Он скусывает кусочек сахару, долго пьёт чай, потом говорит:
– Не сердись. И не смейся. Вот я думаю. Знаешь, о чём. Ведь мы нищие духом. Чем, милый, живём? Ведь голой ненавистью живём. Любить-то мы не умеем. Душим, режем, жжём. И нас душат, вешают, жгут. Во имя чего? Ты скажи. Нет, ты скажи.
Я пожимаю плечами.
– Спроси Генриха, Ваня.
– Генриха? Генрих верит в социализм, знает, что люди будут свободны и сыты. Но ведь это же всё для Марфы, а что для Марии? За свободу можно, конечно, жизнь отдать. Что за свободу? За слезу одну можно.
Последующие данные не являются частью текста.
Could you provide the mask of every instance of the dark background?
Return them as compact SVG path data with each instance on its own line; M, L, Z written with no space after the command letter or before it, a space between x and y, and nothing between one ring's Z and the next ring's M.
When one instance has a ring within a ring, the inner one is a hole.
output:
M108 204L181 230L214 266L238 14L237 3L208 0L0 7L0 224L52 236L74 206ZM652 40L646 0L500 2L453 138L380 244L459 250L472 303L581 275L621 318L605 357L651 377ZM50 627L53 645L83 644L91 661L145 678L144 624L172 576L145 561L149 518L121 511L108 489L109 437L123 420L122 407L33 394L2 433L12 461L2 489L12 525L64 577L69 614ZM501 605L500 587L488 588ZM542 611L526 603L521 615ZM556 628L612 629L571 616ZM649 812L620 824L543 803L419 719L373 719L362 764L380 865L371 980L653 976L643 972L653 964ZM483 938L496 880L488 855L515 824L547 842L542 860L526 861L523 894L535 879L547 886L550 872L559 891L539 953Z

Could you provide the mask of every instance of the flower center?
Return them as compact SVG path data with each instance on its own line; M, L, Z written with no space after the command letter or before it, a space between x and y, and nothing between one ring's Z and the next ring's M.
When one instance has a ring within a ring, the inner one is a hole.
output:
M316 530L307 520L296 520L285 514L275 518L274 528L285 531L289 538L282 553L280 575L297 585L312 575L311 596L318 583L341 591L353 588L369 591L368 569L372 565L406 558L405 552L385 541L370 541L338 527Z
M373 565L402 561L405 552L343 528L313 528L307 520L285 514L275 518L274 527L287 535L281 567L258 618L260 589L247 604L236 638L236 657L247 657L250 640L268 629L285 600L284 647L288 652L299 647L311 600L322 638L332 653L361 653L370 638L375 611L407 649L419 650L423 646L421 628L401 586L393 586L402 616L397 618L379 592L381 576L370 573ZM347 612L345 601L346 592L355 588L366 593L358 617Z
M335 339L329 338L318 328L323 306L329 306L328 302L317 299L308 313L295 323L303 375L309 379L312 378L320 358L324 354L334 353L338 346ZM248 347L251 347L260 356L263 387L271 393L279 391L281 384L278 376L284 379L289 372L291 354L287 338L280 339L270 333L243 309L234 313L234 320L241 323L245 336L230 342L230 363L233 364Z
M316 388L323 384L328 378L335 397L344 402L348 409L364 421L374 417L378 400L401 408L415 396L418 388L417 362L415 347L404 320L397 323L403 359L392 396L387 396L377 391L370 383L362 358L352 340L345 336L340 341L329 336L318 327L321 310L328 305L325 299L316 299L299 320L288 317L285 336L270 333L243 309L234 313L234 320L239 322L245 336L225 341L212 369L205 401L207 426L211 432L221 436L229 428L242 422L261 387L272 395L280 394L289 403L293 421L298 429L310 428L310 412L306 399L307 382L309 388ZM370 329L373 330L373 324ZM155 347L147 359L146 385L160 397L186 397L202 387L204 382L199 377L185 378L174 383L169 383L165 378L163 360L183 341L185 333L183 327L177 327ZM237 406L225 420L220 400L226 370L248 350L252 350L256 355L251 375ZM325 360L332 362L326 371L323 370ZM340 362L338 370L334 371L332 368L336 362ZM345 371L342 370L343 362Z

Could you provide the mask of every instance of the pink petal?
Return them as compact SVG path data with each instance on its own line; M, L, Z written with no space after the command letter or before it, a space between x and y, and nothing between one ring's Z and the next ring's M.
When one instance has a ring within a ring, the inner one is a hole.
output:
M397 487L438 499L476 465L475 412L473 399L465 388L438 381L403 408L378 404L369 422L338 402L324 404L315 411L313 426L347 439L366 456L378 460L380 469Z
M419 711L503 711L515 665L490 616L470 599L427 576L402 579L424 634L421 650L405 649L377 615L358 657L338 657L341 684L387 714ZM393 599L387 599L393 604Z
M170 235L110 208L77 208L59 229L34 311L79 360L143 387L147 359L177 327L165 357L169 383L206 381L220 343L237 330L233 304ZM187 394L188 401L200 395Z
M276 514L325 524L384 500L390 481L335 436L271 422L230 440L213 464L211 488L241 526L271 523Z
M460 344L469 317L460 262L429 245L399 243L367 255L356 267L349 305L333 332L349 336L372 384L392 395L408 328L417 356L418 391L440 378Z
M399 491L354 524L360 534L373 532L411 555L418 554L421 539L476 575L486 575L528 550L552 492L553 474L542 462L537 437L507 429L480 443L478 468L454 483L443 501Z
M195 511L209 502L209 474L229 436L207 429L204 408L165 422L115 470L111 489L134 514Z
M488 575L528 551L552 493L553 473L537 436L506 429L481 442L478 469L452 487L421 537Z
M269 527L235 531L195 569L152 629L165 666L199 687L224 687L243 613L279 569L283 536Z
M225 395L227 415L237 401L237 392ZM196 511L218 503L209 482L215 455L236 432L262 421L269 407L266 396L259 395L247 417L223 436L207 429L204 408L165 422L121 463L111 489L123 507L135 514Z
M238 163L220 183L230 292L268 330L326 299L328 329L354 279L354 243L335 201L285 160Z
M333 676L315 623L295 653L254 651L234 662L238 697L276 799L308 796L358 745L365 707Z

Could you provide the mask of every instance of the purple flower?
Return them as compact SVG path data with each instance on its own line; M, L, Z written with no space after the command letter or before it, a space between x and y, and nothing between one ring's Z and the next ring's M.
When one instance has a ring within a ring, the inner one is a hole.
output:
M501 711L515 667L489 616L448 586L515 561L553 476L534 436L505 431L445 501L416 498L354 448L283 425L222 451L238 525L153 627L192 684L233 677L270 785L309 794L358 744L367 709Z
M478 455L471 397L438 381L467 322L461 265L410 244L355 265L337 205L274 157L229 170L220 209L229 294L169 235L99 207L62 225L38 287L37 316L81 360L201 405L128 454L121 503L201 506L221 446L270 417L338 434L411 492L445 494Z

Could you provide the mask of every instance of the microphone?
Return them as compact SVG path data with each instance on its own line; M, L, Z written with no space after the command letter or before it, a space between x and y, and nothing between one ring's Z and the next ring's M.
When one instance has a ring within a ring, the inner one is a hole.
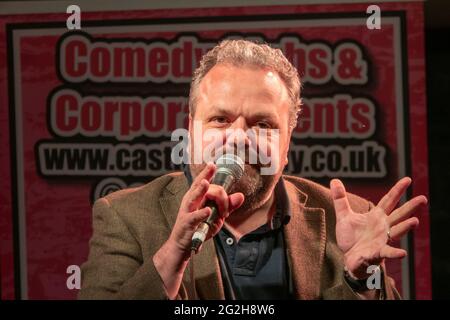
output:
M222 186L225 192L228 193L233 184L244 174L244 161L232 153L227 153L217 159L216 165L217 171L212 180L212 184ZM219 209L213 200L206 201L205 207L211 208L211 215L206 221L200 223L192 236L191 251L195 251L196 253L205 241L209 228L219 216Z

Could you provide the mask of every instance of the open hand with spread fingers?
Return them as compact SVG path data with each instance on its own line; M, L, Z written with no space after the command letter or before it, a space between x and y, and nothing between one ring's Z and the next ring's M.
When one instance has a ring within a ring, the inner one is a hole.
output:
M399 180L380 202L367 213L356 213L350 208L343 183L333 179L330 183L336 211L336 240L344 253L344 263L350 274L365 279L370 265L379 265L384 259L399 259L406 251L392 246L411 229L419 225L419 219L411 217L427 198L417 196L395 209L411 179ZM395 209L395 210L394 210Z

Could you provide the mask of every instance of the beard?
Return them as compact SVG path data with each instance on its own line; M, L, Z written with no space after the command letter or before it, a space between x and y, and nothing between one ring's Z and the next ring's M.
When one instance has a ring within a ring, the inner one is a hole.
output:
M205 168L206 164L190 164L191 174L195 179ZM244 194L244 203L233 212L233 215L243 215L247 212L261 208L269 199L281 173L276 175L261 175L259 165L245 164L244 174L235 182L229 194L241 192Z

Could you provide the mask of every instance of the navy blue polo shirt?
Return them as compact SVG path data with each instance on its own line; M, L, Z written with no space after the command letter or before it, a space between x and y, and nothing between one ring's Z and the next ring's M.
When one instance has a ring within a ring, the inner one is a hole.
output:
M187 166L185 175L192 182ZM275 186L276 212L271 221L239 242L223 227L214 237L227 299L290 299L292 279L283 226L289 223L289 199L283 178Z

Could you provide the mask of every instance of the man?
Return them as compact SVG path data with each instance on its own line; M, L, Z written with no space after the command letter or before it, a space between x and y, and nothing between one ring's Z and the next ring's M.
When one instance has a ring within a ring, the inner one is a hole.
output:
M273 133L266 142L274 174L246 159L227 195L211 184L214 164L191 163L184 174L98 200L79 298L399 298L384 261L406 255L390 241L418 225L411 215L426 198L395 209L409 178L374 206L336 179L327 189L283 176L299 108L298 73L280 50L233 40L207 53L190 92L191 160L207 144L195 123L219 133L219 149L236 145L227 130L243 133L238 142L247 151L259 141L244 132L266 130ZM211 214L206 200L216 202L220 217L191 256L192 235ZM381 286L367 285L371 266Z

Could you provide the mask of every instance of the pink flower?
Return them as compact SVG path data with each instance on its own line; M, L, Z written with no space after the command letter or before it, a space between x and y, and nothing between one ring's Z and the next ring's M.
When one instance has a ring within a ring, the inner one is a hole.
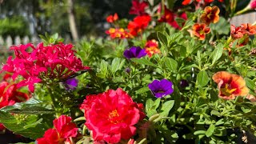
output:
M148 6L148 4L146 2L139 2L138 0L132 0L132 7L130 8L129 14L136 14L136 15L143 15L146 14L145 12L145 8Z
M32 51L27 52L30 47ZM77 71L90 69L82 66L72 48L71 44L63 43L46 46L39 43L36 47L31 43L11 46L10 50L14 50L15 58L13 59L9 57L2 70L13 73L14 80L18 75L23 77L24 80L18 83L18 87L28 86L29 90L34 92L34 83L41 82L42 80L59 81Z
M86 126L94 141L118 143L130 139L136 133L136 125L145 117L138 105L127 93L118 88L97 95L89 95L81 109L85 108Z
M71 142L70 138L74 138L78 134L76 125L71 122L71 117L61 115L58 118L54 120L54 129L48 129L43 138L38 138L38 144L58 144L64 142Z

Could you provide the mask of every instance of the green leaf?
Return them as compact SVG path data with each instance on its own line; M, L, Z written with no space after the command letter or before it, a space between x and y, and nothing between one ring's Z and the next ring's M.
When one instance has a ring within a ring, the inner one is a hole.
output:
M161 109L162 112L160 113L160 115L162 117L167 117L169 115L170 110L174 107L174 100L170 100L164 102Z
M206 132L206 137L210 137L214 134L214 130L215 130L214 125L214 124L210 124L209 128L208 128L208 130Z
M158 67L155 64L152 63L150 61L149 61L146 58L130 58L130 60L136 62L136 63Z
M223 53L223 46L222 43L217 45L214 52L210 54L210 58L212 58L211 65L214 65L222 55Z
M145 87L142 87L142 88L138 89L138 90L136 90L135 93L137 94L142 94L142 93L145 93L146 91L149 91L149 90L150 90L149 87L148 86L145 86Z
M251 89L251 90L254 90L254 87L256 87L256 85L254 83L254 81L250 80L250 78L245 78L246 82L246 86Z
M49 110L40 106L42 102L34 98L24 102L17 102L13 106L7 106L2 109L1 111L24 114L54 114L55 111Z
M207 75L207 73L205 70L202 70L198 73L197 77L198 85L200 85L201 86L205 86L206 85L207 85L209 80L210 79Z
M178 62L174 59L165 58L163 61L167 69L169 69L170 71L177 70Z
M168 46L168 40L167 40L166 36L159 31L157 33L157 35L158 35L158 38L160 41L160 42L162 43L166 47L167 47Z

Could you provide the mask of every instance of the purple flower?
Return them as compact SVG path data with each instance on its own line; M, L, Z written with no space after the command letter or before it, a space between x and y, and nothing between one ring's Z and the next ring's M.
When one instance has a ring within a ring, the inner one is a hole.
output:
M74 90L78 85L78 80L75 78L66 80L65 82L65 88L67 90Z
M146 55L145 50L140 48L139 46L132 46L131 48L126 50L123 53L123 56L125 56L128 59L133 58L140 58L142 57L144 57L145 55Z
M162 98L174 92L173 83L167 79L154 80L149 88L156 98Z

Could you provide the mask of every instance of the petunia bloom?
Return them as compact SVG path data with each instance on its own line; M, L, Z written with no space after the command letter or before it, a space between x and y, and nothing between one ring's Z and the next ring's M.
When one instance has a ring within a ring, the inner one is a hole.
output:
M118 143L130 139L136 133L134 125L145 117L138 104L121 88L86 96L80 109L84 108L85 125L97 142Z
M216 23L219 20L219 8L218 6L206 6L201 15L201 20L203 23L209 25L210 22Z
M107 22L113 23L118 19L118 14L114 13L114 15L109 15L106 19Z
M148 6L146 2L139 2L138 0L132 0L132 7L130 8L129 14L136 15L146 14L145 12L145 8Z
M54 128L48 129L43 138L37 139L38 144L58 144L58 143L70 143L70 138L74 138L78 134L76 125L71 122L71 117L61 115L58 118L54 120Z
M146 53L150 58L153 54L159 54L160 50L158 48L158 42L154 40L149 40L146 42L145 46Z
M192 27L192 34L199 38L199 40L204 40L206 34L210 33L210 28L206 27L205 23L196 23Z
M154 80L149 84L149 88L156 98L162 98L174 92L173 83L167 79Z
M249 89L246 81L239 75L226 71L219 71L213 75L218 84L218 97L223 99L234 99L237 96L246 96Z
M151 17L149 15L137 16L134 18L134 21L129 22L127 28L130 30L130 34L133 36L137 36L141 34L151 20Z
M146 55L146 50L138 46L132 46L128 50L126 50L123 53L123 56L128 59L137 58L140 58Z
M186 20L186 14L182 13L181 14L176 14L174 12L170 11L165 6L165 12L164 14L161 17L161 18L158 20L159 22L167 22L169 25L173 26L175 29L181 30L182 27L178 26L178 22L175 21L176 18L182 18L183 20Z

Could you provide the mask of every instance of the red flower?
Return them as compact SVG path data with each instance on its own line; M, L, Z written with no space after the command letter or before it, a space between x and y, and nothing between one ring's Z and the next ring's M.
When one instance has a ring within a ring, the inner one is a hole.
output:
M230 25L231 37L234 39L243 37L243 33L241 27L235 27L234 25Z
M242 24L241 30L244 34L254 35L256 34L256 26L251 26L251 24Z
M143 1L142 2L139 2L138 0L133 0L131 3L133 6L129 11L130 14L146 14L146 13L145 12L145 8L148 6L148 4L146 2Z
M152 55L154 54L160 53L160 50L158 49L158 42L154 39L146 42L145 50L149 57L152 57Z
M78 134L78 128L74 122L71 122L71 117L61 115L58 118L54 120L54 129L48 129L43 138L38 138L38 144L59 144L69 142L70 138L74 138Z
M203 23L209 25L210 22L216 23L219 20L219 9L218 6L205 7L203 14L201 15L201 20Z
M246 81L239 75L226 71L219 71L213 75L218 84L218 97L223 99L234 99L237 96L246 96L249 89Z
M206 34L210 33L210 28L206 27L205 23L196 23L193 26L193 34L199 38L199 40L204 40Z
M136 133L136 125L145 117L142 106L134 102L127 93L118 88L97 95L86 96L81 109L86 108L86 126L94 141L118 143Z
M27 49L30 47L31 52ZM13 73L12 78L21 75L24 80L18 82L17 86L29 86L29 90L34 92L34 84L44 80L50 79L59 81L66 78L75 72L88 70L90 67L84 66L72 50L71 44L50 45L44 46L39 43L34 47L31 43L11 46L14 50L15 58L9 57L6 64L2 70Z
M137 16L134 21L130 22L128 24L127 28L130 30L130 34L133 36L137 36L138 33L142 33L147 27L150 20L151 18L149 15Z
M168 10L166 6L165 6L164 15L161 17L158 22L167 22L169 25L172 26L174 28L181 30L182 28L178 26L178 22L175 21L176 18L180 18L184 20L187 19L186 13L182 13L180 15L177 15L176 14Z
M116 13L114 13L114 15L109 15L108 17L106 17L106 22L110 23L113 23L118 19L118 15Z
M106 31L106 34L110 34L111 38L133 38L133 36L125 30L122 28L115 29L115 28L110 28L108 30Z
Я молюсь: пусть не будет рабов, пусть не будет голодных. Но ведь это же, Жоржик, не всё. Мы знаем, мир неправдой живёт. Где же правда? Скажи.
– Что есть истина? Да?
– Да, что есть истина. А помнишь: «Я на то родился и на то пришёл в мир, чтобы свидетельствовать об истине. Всякий, кто от истины, слушает гласа моего».
– Ваня, Христос казал: не убий.
– Знаю. Ты о крови пока молчи. Ты вот что скажи: Европа два великих слова миру сказала, два великих слова своею мукой запечатлела. Первое слово: свобода, второе слово: социализм. Ну, а мы, что миру сказали? Кровь лилась за свободу. Кто ей верит теперь? Кровь лилась за социализм? Что же, по-твоему, социализм – рай на земле? Ну, а за любовь, во имя любви, кто-нибудь на костре горел? Разве кто-нибудь из нас смел сказать: мало ещё, чтобы люди были свободны, мало ещё, чтобы с голоду дети не умирали, чтобы матери слезами не обливались. Нужно ещё, нужно, чтобы люди друг друга любили, чтобы Бог был с ними и в них. Про Бога-то, про любовь-то забыли. А ведь в Марфе одна половина правды, другая в Марии. Где же наша Мария? Слушай, я верю: вот идёт революция крестьянская, христианская, Христова. Вот идёт революция во имя Бога, во имя любви, и будут люди свободны и сыты, и в любви будут жить. Верю: наш народ, народ Божий, в нём любовь, с ним Христос. Наше слово – воскресшее слово: ей, гряди, Господи!.. Маловеры мы и слабы, как дети, и поэтому подымаем меч. Не от силы своей подымаем, а от страха и слабости. Подожди, завтра придут другие, чистые. Меч не для них, ибо будут сильны. Но раньше, чем придут, мы погибнем. А внуки детей будут Бога любить, в Боге жить, Христу радоваться. Мир им откроется вновь, и узрят в нём то, чего мы не видим. А сегодня, Жоржик, Христос воскрес, святая Пасха. Ну, так в этот день забудем обиды, перестанем хлестать по глазам…
Он задумчиво умолкает.
– Что ты, Ваня? О чём?
– Да вот, слушай: цепь неразрывная. Нет мне выхода, нет исхода. Иду убивать, а сам в Слово верю, поклоняюсь Христу. Больно мне, больно…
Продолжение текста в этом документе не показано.